I have UTF-8 text in a file utf8.txt. The file contains some characters that are outside the ASCII range. I tried the following code:
var fname = "utf8.txt";
var enc = Encoding.GetEncoding("ISO-8859-1", EncoderFallback.ExceptionFallback,
DecoderFallback.ExceptionFallback);
var s = System.IO.File.ReadAllText(fname, enc);
The expected behavior is that the code should throw an exception because it is not valid for the text of ISO-8859-1. Instead, the behavior is that it correctly decodes the text of UTF-8 into the desired characters (it looks correct in the debugger).
Is this a bug in .Net?
EDIT:
The file I tested with was UTF-8 with a specification.
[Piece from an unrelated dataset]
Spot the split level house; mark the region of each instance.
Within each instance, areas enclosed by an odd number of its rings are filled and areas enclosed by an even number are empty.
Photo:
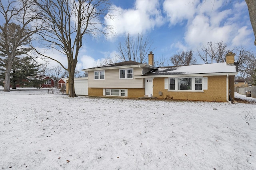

If I remove the spec, the behavior will change. It still does not throw exceptions, however it creates the wrong Unicode string (the string doesn't look correct in the debugger).
EDIT:
To create a test file, run the following code:
var fname = "utf8.txt";
var utf8_bom_e_circumflex_bytes = new byte[] {0xEF, 0xBB, 0xBF, 0xC3, 0xAA};
System.IO.File.WriteAllBytes(fname, utf8_bom_e_circumflex_bytes);
EDIT:
I think I have a solid handle in what happens (although I disagree with part of the .Net behavior).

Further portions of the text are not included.